The DWP should now review how it will be able to maintain the administrative processes it has established in the Kickstart Scheme, said the PAC, so that in a future recession it would be able to ramp up a successor scheme without having to design processes, guidance and management information from scratch.
As for slow take up of the scheme, with many employers becoming frustrated at the lack of suitable people to fill the Kickstart vacancies they had created, the PAC said the DWP needed to ensure Kickstart jobs “were accessible to the people the scheme was intended to help”, and that employers had realistic expectations about the potential candidates.
The PAC highlighted that although the number of young unemployed people searching for work had been well over 200,000 in every month since April 2020 and employers have offered well over 200,000 potential Kickstart jobs, there had only been around 100,000 Kickstart job starts by the beginning of December 2021.
Evaluation of Kickstart was also lacking, according to the MPs, with a lack of clarity over measures of success or regular enough reports on the scheme’s progress.
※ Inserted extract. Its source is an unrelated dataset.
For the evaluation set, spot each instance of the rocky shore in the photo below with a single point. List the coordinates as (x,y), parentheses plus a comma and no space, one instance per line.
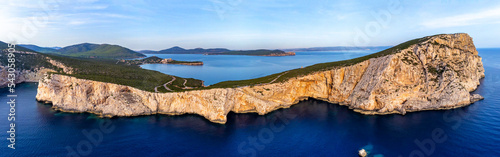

MPs were “surprised” by ministers’ apparent lack of curiosity about how much value Kickstart jobs added to the economy and to the employers that participate.
Work coaches’ role
There was also interest by MPs in work coaches’ extensive scope to make decisions about which young people would benefit most from Kickstart. Although this “person-centric” approach was welcome, there was a lack of structural monitoring of how work coaches are helping people towards work. This meant the DWP did not know if it was providing a consistently high quality of service to young people.
The MPs also felt the DWP did not monitor how well employers were supporting Kickstart participants. The DWP pays £1,500 per Kickstart participant to employers to fund set-up costs and employability support for Kickstart participants, which it hoped would make participants more employable in the future. However, it did not specify or offer detailed guidance or signposting on what employers should provide for this money and did not routinely collect data on what they actually did provide. When the DWP discovered that an employer was not providing sufficient employment support to a young person it was not clear it was able to claw back the £1,500 it had given them to provide this support.
This could be remedied, said the MPs, by putting the onus on gateways to ensure that Kickstart participants received the employability support that they had been promised, and it should begin examining a sample of Kickstart placements each month to help ensure that these expectations were being met.
Engagement with employers
More generally, the PAC queried how Kickstart fitted in with other modes of employment support. It pointed out there was no strong sense of a “pathway” of interventions for each young person, or what engagement there was with employers to sustain employment after Kickstart.
It said: “It is hard to see how the department [DWP] is using Kickstart in concert with its other employment schemes, though the Department reassured us that Kickstart participants could go on to take part in apprenticeships.”
MPs were disappointed “at the lack of clarity on whether anyone in the Department, or the Department for Education, is responsible for making sure that a conversation with a Kickstart employer about apprenticeships actually happens.”